# Bachmann K27 rewiring sanity check



## Darrene (Jan 13, 2020)

Hello all,

I'm embarking on the third of my battery RC DCC conversions and this is proving the most challenging. I'm after a bit of electronics advice.

My conversion path is Revo DCC receiver and tool battery driving an ESU XL decoder with smoke output. I've already successfully done my Mikado and Shay - I'll post the conversions on here for interest.

Anyway... I'm taking this one a bit further with an animated Johnson Bar and rear decoupler.
I'm done a fair bit of the work but would ideally like to interface the decoder to the chuff circuitry. (The ESU is hugely configurable in most respects, including the auto-chuff but I prefer an electrical trigger if I can use one). At the moment I've paired the original Bachmann circuitry back to the motor/chuff board just behind the motor and the distribution board / resistor & regulator board above it, under the cab.

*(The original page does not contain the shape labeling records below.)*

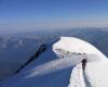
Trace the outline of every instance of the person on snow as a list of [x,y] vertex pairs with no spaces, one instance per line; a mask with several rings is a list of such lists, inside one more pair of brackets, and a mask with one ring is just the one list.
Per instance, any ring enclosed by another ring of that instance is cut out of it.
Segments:
[[85,70],[85,66],[86,66],[86,59],[83,59],[81,62],[82,62],[82,69]]

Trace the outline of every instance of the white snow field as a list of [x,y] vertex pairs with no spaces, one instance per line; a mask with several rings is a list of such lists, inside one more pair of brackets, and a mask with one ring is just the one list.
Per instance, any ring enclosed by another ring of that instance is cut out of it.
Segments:
[[[86,59],[85,71],[81,61]],[[108,59],[94,46],[73,37],[51,44],[37,60],[0,87],[108,87]]]

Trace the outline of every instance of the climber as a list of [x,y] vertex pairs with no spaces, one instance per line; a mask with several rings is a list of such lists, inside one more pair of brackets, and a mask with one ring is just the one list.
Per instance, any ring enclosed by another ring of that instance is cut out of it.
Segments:
[[81,62],[82,62],[82,69],[85,70],[85,66],[86,66],[86,59],[83,59]]

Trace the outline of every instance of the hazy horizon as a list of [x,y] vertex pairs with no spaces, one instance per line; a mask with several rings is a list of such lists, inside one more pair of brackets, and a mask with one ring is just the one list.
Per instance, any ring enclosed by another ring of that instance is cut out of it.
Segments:
[[108,1],[1,0],[0,32],[108,27]]

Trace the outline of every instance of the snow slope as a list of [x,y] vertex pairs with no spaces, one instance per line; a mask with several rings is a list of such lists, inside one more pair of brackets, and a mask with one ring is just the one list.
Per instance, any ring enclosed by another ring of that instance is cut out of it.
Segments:
[[[82,59],[87,60],[85,72]],[[62,37],[21,73],[1,82],[0,87],[108,87],[107,65],[107,58],[92,45]]]

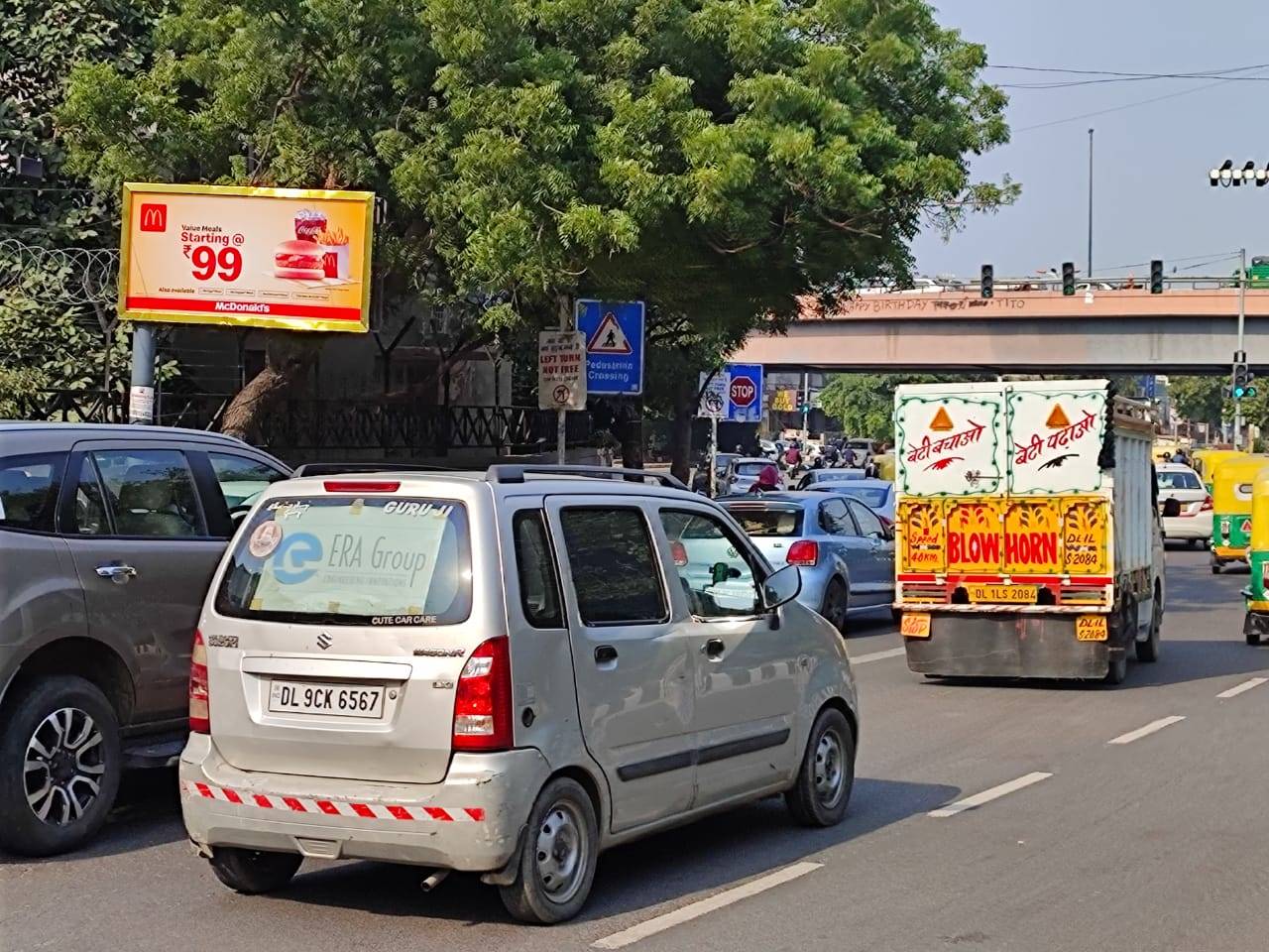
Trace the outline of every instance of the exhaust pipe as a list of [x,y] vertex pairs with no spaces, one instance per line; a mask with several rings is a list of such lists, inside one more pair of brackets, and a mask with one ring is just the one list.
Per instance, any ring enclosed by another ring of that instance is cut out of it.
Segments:
[[449,876],[449,869],[435,869],[430,876],[424,877],[423,882],[419,883],[419,889],[424,892],[431,892],[445,881],[447,876]]

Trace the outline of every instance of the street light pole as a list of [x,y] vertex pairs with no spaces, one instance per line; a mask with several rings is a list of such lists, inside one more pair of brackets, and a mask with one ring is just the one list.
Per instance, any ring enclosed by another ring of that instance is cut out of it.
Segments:
[[[1247,317],[1247,249],[1239,249],[1239,344],[1235,363],[1245,359],[1242,352],[1242,325]],[[1233,397],[1233,448],[1242,448],[1242,401]]]
[[1089,281],[1093,281],[1093,129],[1089,129]]

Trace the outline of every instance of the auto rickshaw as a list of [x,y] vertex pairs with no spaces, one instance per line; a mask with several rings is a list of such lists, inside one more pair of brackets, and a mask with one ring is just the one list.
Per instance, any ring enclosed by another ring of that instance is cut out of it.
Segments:
[[1269,466],[1263,454],[1227,459],[1212,476],[1212,574],[1227,562],[1242,562],[1251,542],[1251,487]]
[[1195,449],[1190,453],[1190,466],[1194,467],[1194,472],[1198,477],[1203,480],[1203,485],[1207,486],[1208,494],[1212,493],[1212,473],[1216,472],[1216,467],[1227,459],[1236,459],[1240,456],[1246,456],[1241,449]]
[[1242,590],[1247,614],[1242,633],[1249,645],[1259,645],[1269,636],[1269,468],[1261,470],[1251,484],[1251,581]]

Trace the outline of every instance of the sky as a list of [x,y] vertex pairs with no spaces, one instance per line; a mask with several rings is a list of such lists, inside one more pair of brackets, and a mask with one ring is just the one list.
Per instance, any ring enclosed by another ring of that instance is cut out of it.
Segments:
[[[1236,259],[1203,264],[1240,246],[1269,255],[1269,185],[1212,188],[1225,159],[1269,161],[1269,9],[1197,0],[933,0],[940,23],[987,47],[987,62],[1124,72],[1197,72],[1264,63],[1254,81],[1157,79],[1068,89],[1011,89],[1008,145],[972,162],[975,180],[1009,174],[1019,201],[976,215],[944,241],[914,242],[916,270],[976,278],[983,263],[1001,277],[1088,259],[1089,128],[1094,128],[1094,273],[1148,274],[1162,258],[1179,274],[1228,274]],[[1099,79],[989,69],[996,84]],[[1199,89],[1207,86],[1206,89]],[[1112,107],[1103,116],[1027,128]],[[1181,260],[1189,259],[1189,260]],[[1122,265],[1133,265],[1123,268]],[[1194,268],[1193,265],[1203,265]],[[1189,268],[1187,272],[1185,269]]]

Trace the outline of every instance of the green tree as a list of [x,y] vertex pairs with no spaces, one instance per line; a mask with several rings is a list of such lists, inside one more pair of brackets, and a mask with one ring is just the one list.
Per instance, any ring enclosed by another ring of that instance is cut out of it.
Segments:
[[157,38],[72,75],[75,170],[373,189],[390,306],[482,301],[456,355],[585,294],[704,359],[1015,194],[970,180],[1005,98],[921,0],[180,0]]
[[[107,249],[118,239],[117,197],[69,174],[52,112],[77,63],[140,70],[162,0],[0,0],[0,367],[24,390],[110,387],[126,340],[109,298],[113,267],[62,249]],[[18,176],[38,159],[42,182]],[[29,372],[27,372],[29,371]],[[170,368],[169,368],[170,371]],[[10,413],[15,405],[10,402]]]

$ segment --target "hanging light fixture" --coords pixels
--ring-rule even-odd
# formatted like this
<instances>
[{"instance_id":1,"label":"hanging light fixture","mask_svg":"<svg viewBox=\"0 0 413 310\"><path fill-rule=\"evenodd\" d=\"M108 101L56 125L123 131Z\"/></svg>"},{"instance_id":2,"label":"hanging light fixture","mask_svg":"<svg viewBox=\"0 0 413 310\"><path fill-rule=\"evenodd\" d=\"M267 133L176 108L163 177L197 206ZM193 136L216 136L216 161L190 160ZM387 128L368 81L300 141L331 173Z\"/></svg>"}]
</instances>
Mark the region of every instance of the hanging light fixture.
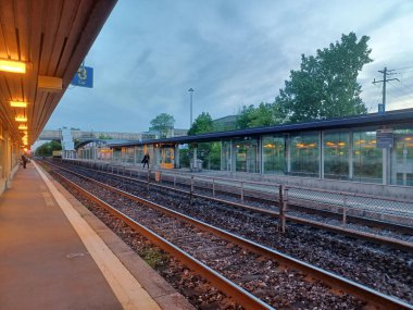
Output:
<instances>
[{"instance_id":1,"label":"hanging light fixture","mask_svg":"<svg viewBox=\"0 0 413 310\"><path fill-rule=\"evenodd\" d=\"M12 73L26 73L26 63L16 60L0 59L0 71Z\"/></svg>"},{"instance_id":2,"label":"hanging light fixture","mask_svg":"<svg viewBox=\"0 0 413 310\"><path fill-rule=\"evenodd\" d=\"M27 102L24 101L10 101L12 108L27 108Z\"/></svg>"}]
</instances>

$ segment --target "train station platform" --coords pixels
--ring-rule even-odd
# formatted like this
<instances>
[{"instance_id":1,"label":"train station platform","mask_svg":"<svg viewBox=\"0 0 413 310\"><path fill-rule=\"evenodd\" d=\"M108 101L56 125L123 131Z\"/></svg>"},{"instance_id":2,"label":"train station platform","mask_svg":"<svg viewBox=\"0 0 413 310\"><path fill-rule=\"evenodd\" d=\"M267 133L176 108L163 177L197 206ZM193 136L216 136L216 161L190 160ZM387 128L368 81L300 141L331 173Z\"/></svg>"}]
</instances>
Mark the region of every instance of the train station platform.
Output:
<instances>
[{"instance_id":1,"label":"train station platform","mask_svg":"<svg viewBox=\"0 0 413 310\"><path fill-rule=\"evenodd\" d=\"M0 310L192 309L36 163L0 197Z\"/></svg>"}]
</instances>

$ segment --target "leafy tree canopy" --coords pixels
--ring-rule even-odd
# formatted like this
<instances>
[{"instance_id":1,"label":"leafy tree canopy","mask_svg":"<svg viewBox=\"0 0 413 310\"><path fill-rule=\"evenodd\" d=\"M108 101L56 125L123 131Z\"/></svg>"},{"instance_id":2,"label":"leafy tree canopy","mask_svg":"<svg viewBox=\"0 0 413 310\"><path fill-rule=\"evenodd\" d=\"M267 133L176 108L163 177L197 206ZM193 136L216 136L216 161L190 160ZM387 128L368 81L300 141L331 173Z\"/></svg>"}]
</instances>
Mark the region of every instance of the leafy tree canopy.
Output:
<instances>
[{"instance_id":1,"label":"leafy tree canopy","mask_svg":"<svg viewBox=\"0 0 413 310\"><path fill-rule=\"evenodd\" d=\"M193 121L192 125L188 131L188 136L199 135L211 133L214 131L214 125L212 123L212 117L210 113L202 112L198 117Z\"/></svg>"},{"instance_id":2,"label":"leafy tree canopy","mask_svg":"<svg viewBox=\"0 0 413 310\"><path fill-rule=\"evenodd\" d=\"M323 120L335 116L365 114L356 82L368 58L367 36L359 41L354 33L342 35L341 41L317 50L316 55L301 55L299 71L290 72L290 80L276 98L291 122Z\"/></svg>"},{"instance_id":3,"label":"leafy tree canopy","mask_svg":"<svg viewBox=\"0 0 413 310\"><path fill-rule=\"evenodd\" d=\"M175 119L171 114L161 113L151 121L151 129L160 132L161 137L166 137L167 131L174 128Z\"/></svg>"}]
</instances>

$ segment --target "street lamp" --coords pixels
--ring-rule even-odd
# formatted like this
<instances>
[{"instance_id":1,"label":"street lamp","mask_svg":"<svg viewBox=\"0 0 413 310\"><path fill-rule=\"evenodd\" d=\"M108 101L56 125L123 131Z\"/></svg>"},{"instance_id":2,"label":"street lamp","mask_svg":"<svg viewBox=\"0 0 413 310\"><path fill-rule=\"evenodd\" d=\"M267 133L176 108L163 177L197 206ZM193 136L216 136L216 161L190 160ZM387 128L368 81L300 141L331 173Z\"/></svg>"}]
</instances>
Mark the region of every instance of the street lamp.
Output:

Referencing Bob Grosh's hugely helpful schematic, the outputs from the two optical triggers each come through a diode, and are joined (via JP1 - I'm unsure what this is) to provide a common output at the tender

This output will need to be inverted for the decoder, which expects to see supply voltage for a chuff trigger. So I could achieve that by;

Connecting a 2N2222 NPN transistor BASE pin on the common chuff output
Connecting the 2N2222 EMITTER pin to ground.
Connecting the 2N2222 COLLECTOR pin to the decoder chuff input


Does that sound reasonable?


----------



## Greg Elmassian (Jan 3, 2008)

yes


----------